As it happened, nothing was to be gained by misrepresenting the bottles to Bill, for he was on the phone in the study with (he whispered to Joe) Security at the Great Badger. Joe took over then. “No, offhand, I’d say they were Caucasians. No, I doubt it was stolen, from the look of it. Model? That I couldn’t say. No, he’s right here. No, no”—Security, it seemed, had already spoken to one of the other witnesses—“he’s not my partner.” Lefty took over then. “No, if I saw ’em again — and the wheelman I didn’t see — I wouldn’t recognize ’em — just assholes. The heap I would. Old Biscayne four-door, green repaint, and no plates I could see. That’s right, Holy Sepulcher, but for the next hour or so I can be reached at this number.”

While Joe made drinks (Bill stayed with beer), Lefty told Bill about the attempted holdup… but worse things were happening in Chicago, on TV, police rioting in the streets, peaceniks, innocent bystanders, and even media people getting beat up, Senator Ribicoff (D., Conn.) protesting these outrages from the convention platform and being barracked from the floor by Mayor Daley and his claque.

Lefty got so worked up over what was happening inside and outside the convention that he, now occupying the BarcaLounger and over Joe’s tacit disapproval, called Chicago, the Cardinal (“You know him?” said Bill—“What’s that got to do with it?” said Lefty), but somebody else answered the phone, and while Lefty was willing to identify himself (“Don’t worry, Monsignor.

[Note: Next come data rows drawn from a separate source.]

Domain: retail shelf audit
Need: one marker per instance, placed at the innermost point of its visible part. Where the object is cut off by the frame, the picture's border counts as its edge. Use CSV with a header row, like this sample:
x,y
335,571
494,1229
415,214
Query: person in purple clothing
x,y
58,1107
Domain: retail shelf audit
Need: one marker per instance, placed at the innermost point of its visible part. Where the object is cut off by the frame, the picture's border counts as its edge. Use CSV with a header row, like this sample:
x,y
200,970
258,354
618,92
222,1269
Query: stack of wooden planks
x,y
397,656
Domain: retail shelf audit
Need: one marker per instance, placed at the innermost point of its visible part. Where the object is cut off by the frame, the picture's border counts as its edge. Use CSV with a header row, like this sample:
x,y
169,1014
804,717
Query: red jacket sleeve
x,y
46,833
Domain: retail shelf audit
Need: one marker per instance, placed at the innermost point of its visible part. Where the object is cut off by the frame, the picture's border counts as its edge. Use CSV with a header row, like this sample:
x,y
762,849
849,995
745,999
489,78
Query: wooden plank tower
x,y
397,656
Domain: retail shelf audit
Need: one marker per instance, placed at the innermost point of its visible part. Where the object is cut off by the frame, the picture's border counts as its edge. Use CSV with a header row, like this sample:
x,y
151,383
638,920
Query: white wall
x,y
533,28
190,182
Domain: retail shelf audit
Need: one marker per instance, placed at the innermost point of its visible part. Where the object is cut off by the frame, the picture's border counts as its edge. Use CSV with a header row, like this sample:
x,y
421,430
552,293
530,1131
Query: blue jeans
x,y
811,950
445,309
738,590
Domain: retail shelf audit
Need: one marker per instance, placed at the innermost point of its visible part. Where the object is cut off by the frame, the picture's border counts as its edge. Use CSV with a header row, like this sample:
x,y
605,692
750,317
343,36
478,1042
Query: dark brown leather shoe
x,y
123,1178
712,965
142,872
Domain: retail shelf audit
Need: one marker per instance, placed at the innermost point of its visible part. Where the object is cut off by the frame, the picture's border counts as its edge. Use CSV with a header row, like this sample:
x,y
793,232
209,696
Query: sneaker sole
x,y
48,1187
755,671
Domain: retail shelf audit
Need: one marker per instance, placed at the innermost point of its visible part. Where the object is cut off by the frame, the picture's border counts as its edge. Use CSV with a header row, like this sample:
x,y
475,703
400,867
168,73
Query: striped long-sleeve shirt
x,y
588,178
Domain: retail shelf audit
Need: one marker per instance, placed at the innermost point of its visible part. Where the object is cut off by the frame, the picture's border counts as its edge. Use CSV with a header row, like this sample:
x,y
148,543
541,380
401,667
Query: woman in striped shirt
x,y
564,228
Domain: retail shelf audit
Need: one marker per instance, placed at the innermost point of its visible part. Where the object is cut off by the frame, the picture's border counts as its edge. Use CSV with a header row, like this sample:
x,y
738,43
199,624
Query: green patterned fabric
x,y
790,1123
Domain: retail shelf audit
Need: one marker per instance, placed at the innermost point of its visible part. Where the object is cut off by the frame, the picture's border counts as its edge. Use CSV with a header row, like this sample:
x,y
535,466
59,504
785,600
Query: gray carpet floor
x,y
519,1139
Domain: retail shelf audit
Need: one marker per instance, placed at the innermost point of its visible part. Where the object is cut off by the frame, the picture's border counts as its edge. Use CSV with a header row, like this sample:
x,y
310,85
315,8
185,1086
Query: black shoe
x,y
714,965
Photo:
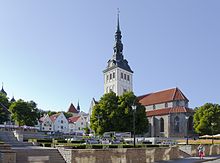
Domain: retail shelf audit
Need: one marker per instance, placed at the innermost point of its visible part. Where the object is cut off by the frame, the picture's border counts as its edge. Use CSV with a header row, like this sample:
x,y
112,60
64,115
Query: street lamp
x,y
212,125
187,140
98,117
134,110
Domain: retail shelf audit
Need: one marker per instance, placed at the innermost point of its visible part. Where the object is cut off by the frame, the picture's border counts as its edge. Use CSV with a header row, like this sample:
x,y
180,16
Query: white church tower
x,y
118,74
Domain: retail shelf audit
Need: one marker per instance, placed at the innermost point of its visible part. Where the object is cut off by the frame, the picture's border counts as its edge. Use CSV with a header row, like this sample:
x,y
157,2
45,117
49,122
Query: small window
x,y
177,103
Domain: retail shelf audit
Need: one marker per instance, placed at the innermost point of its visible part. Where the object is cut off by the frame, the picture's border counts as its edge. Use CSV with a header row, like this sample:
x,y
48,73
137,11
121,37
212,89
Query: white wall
x,y
47,124
118,84
61,124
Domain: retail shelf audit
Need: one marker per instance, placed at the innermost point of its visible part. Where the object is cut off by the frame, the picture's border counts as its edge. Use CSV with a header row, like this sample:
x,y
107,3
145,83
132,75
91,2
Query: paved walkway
x,y
208,159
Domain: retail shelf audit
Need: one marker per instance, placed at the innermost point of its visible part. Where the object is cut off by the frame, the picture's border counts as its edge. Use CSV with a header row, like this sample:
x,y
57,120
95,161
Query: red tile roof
x,y
165,111
73,119
162,97
54,117
72,109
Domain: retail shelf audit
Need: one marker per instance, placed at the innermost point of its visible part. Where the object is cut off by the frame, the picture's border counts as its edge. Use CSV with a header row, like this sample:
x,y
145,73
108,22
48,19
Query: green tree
x,y
114,113
207,119
67,114
24,113
4,105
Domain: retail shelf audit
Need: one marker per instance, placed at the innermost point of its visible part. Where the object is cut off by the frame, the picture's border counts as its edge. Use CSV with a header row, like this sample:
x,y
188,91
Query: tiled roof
x,y
72,109
73,119
166,111
54,117
162,97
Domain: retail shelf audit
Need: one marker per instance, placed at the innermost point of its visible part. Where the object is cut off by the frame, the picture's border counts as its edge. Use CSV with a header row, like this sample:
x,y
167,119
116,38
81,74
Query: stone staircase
x,y
8,138
38,155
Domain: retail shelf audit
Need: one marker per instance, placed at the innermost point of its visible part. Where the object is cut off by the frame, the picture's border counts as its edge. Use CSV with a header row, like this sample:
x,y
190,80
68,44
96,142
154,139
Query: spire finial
x,y
118,26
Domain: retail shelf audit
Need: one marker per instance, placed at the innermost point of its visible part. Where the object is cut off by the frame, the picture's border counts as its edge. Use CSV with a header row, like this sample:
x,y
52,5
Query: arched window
x,y
176,124
190,123
161,125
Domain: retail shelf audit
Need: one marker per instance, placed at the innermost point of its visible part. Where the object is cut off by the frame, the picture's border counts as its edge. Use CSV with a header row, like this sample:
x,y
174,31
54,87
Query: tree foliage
x,y
114,113
207,119
4,105
24,113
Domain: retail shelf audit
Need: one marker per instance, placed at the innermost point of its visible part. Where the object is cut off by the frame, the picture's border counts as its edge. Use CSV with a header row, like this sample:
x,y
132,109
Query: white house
x,y
46,123
60,123
77,124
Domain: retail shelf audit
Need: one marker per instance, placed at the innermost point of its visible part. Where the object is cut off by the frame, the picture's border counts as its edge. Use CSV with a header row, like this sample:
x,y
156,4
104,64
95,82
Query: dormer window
x,y
177,103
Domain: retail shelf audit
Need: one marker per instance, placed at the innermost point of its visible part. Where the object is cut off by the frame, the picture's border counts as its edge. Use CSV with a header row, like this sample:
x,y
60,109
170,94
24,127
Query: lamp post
x,y
187,140
98,117
134,110
212,125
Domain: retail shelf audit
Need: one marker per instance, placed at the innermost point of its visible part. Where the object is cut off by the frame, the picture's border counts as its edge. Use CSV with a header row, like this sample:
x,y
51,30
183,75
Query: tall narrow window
x,y
161,125
176,124
190,123
177,103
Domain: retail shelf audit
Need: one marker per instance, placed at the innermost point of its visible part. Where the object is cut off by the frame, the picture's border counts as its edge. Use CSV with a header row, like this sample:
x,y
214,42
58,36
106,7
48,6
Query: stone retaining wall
x,y
122,155
6,154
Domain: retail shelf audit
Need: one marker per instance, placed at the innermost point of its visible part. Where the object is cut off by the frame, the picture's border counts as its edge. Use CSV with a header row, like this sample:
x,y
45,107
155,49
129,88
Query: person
x,y
201,151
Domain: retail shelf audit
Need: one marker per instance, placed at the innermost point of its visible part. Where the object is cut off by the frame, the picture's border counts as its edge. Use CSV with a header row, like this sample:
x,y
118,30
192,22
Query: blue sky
x,y
54,52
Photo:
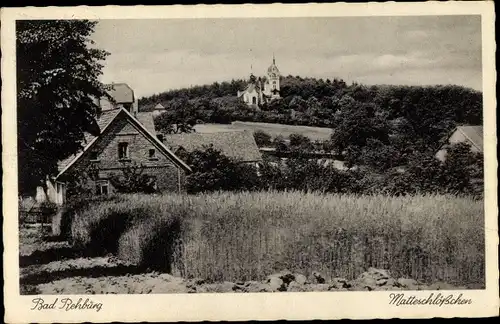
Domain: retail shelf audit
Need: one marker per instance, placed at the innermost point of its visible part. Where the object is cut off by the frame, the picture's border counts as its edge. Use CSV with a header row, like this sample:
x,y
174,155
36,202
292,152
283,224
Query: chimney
x,y
41,196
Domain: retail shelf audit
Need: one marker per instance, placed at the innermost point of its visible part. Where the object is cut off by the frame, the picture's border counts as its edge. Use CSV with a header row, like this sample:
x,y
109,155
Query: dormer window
x,y
152,154
123,151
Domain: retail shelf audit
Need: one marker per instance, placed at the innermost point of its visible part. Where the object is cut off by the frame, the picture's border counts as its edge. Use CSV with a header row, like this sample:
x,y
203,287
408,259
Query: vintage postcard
x,y
249,162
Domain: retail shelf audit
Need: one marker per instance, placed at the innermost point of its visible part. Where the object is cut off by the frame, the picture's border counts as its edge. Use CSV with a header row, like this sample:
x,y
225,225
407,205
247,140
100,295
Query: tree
x,y
301,143
212,171
57,81
262,139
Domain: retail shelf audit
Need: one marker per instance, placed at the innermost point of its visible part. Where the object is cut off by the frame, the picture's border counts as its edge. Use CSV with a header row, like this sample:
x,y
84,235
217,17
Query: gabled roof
x,y
474,134
239,145
121,92
104,121
159,106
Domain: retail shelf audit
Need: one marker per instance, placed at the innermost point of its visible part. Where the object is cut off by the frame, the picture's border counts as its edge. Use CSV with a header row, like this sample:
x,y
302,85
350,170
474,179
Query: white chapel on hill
x,y
259,91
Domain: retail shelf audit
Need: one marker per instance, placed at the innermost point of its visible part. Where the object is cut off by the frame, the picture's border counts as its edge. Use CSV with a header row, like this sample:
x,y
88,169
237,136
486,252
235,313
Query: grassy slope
x,y
314,133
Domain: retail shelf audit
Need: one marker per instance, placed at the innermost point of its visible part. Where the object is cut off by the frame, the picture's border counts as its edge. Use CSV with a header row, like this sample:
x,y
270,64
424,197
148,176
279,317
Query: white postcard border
x,y
258,306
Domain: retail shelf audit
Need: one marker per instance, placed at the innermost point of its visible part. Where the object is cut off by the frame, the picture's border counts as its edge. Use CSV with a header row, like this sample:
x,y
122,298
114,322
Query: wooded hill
x,y
421,115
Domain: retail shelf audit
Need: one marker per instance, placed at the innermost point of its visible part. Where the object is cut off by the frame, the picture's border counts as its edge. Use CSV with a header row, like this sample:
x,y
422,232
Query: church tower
x,y
272,87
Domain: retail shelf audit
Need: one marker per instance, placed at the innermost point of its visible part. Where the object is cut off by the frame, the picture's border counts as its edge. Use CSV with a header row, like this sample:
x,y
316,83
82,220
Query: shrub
x,y
150,243
213,171
245,236
99,226
262,138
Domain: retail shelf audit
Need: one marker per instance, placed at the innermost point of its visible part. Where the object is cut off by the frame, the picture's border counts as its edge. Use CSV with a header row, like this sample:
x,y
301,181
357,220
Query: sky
x,y
153,56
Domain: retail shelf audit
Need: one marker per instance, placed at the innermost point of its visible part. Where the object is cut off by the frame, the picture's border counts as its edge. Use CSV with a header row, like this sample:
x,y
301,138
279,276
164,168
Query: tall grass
x,y
246,236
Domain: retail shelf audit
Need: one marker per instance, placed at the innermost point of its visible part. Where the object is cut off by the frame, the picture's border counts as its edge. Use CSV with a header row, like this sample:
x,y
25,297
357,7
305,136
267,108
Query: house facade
x,y
238,145
125,141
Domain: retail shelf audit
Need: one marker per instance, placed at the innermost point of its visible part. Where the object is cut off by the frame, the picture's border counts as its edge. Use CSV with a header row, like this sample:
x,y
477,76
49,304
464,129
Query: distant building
x,y
158,109
472,135
124,98
259,91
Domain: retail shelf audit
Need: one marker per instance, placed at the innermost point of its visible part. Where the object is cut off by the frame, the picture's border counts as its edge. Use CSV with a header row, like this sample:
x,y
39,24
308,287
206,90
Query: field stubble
x,y
246,236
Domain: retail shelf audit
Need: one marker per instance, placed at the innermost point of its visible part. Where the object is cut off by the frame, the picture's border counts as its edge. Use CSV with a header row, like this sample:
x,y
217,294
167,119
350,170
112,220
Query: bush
x,y
213,171
262,139
99,226
150,243
245,236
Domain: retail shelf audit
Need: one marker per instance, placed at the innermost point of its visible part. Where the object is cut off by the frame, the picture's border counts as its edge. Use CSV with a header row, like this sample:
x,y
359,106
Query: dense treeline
x,y
379,129
394,118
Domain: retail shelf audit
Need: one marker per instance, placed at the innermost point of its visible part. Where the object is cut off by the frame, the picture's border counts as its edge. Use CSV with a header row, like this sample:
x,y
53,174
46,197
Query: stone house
x,y
127,138
259,91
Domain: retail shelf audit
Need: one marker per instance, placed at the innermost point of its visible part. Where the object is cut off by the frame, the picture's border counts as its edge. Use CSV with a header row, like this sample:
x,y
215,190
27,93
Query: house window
x,y
94,156
123,151
103,187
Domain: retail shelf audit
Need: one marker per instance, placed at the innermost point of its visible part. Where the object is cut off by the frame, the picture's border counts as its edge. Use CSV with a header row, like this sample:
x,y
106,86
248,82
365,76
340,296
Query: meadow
x,y
314,133
246,236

I’m a priest in good standing. I’m in the Directory”), he wouldn’t entrust his message to anyone but the Cardinal, would only say it was a matter of faith and morals, was put on hold, lost the connection, called back (“It’s not a matter for my Ordinary, Monsignor. It’s a matter for yours, the Cardinal. Why d’ya think I’m calling him? Retired? Who you kiddin’? Oh, gone to bed. No, if he’s in delicate health, don’t wake him. First thing in the morning then. Here it is. Quote: Respectfully submit, indeed urge, that His Honor and others of the Faith among the police and National Guard be exhorted privately to do public penance for their sins against society or be duly excommunicated. Unquote. Monsignor, what’s happening in Chicago tonight, I hope I don’t have to tell you, is a scandal to the jaybirds”), lost the connection again, but didn’t call back because Bill, who must have heard the doorbell, brought two deputies into the study. After Joe offered them refreshments (politely declined) and he and Lefty were questioned by them, Lefty, now out of the BarcaLounger and walking the floor like some great caged beast with a drink in one paw and a rubber cigar in another, lectured the deputies on the crimes of the fuzz in particular and of the establishment in general (“Sure, I’m a radical, but what’s that mean — look it up — it means going to the roots of the problem”), after which, having heard Lefty prophesy revolution, “Red or green, take your choice,” and heard Joe, who was watching the convention, exclaim, “Get those mothers out of the government,” the deputies soberly left, escorted by Bill, who, it occurred to Joe later, hadn’t returned to the study.